Exploration needs more eye candy like that. You need to be able to sit on the mountain range of a moon, watching its ringed gas giant parent loom over the horizon through swirling clouds and a shimmering aurora. That is possible in Space Engine. There also needs to be more variety and as Fantastic Mr. X says, more reasons to go exploring by e.g. spotting threatening asteroids and vagrant planets. Imagine the community goals you could have for the miners/prospectors amongst players: "our intrepid explorers have identified a large asteroid body that is on a collision trajectory with Lave. We need a group effort of miners to blow up/disassemble this asteroid before it enters traffic lanes. We have two weeks. Get cracking, commanders!".

I mentioned before how game play could introduce probes launched from orbit to gather surface scan data. Seismic/geological drill probes could be fired into the surface. Autonomous minisubs could be dropped into seas (and sub-ice seas). Atmosphere analysis balloons could be released in low orbit to gracefully descend into the cloud deck of gas giants and earth-likes. All could send back photos of what they find (screenshot palooza!). Because a ship can carry only a limited complement of these probes, you need to choose your targets carefully, but it also makes detailed exploration more challenging as you have to travel back and forth to civilisation to stock up on more probes.

A later (expensive) game objective for explorers could be to buy and outfit an Explorer edition Anaconda, which has swapped its cargo bay for an automated workshop which can construct its own probes on the fly from materials mined with your own mining laser. You'd be an autonomous flying research facility, with your own lab and workshop. Scoop fuel from stars, mine ores from rings and asteroids, build probes as you fly along and explore.

Level up? Buy autonomous mining units, leave them in orbit around a suitable ring nearby, occasionally come back to collect the ores, build probes, drop them on some other interesting planet, occasionally come back to collect data. This way you can fly back and forth between a cluster of systems you are exploring in parallel.

Level up again, sir? Very well. You are now a terraformer. Either solo or as a community goal effort you drop terraforming units on a suitable planet. You mine surrounding systems --either yourself or by dripping autonomous units-- and scoop fuel and occasionally drop fuel and ore pods down to your terraforming units to supply them with the resources they need to keep going.

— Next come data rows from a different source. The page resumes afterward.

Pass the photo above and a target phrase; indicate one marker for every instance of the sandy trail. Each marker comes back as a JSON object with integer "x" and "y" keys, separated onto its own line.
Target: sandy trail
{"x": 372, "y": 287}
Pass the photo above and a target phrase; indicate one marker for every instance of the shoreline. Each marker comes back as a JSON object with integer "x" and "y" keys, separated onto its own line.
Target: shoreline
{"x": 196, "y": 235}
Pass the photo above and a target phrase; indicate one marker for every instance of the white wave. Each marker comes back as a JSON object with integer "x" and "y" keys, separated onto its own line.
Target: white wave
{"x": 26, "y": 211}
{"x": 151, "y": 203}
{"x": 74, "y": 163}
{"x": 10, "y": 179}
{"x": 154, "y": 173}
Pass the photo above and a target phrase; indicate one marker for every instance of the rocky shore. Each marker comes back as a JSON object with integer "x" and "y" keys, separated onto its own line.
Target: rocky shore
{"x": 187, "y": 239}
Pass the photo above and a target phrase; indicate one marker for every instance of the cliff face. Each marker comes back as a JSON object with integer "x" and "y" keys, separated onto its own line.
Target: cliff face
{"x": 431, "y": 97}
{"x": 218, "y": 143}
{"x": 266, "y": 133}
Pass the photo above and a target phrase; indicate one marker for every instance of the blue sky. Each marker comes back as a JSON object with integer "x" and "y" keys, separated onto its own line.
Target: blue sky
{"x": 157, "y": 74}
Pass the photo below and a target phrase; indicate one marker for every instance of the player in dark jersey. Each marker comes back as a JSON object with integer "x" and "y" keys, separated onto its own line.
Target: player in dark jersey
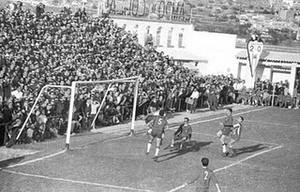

This is a long-term game objective: terraforming will take years, although of course there will be small exciting wins all along the way.

What wins? Why, more level ups! You are now a bio-collector: discover earth-likes with suitable life on them; collect samples, examine whether they have the right properties needed/prescribed by your terraforming project ("Terraforming Unit AZ125 reports the need for bacterial life that can convert methane to CO2 at 50% efficiency. Operating parameters are: sea environment, 1 to 25 bar pressure -10 to 50°C temperature. Find bacteria that fit these parameters. Good luck, commander!"). So off you go, finding water worlds with the right surface pressure and temperature and an atmosphere rich in methane and CO2...

That's what exploring can be like in the Elite Dangerous universe. Pew-pew is nice and all, but this should also be a game that strongly appeals to scientists and would-be scientists.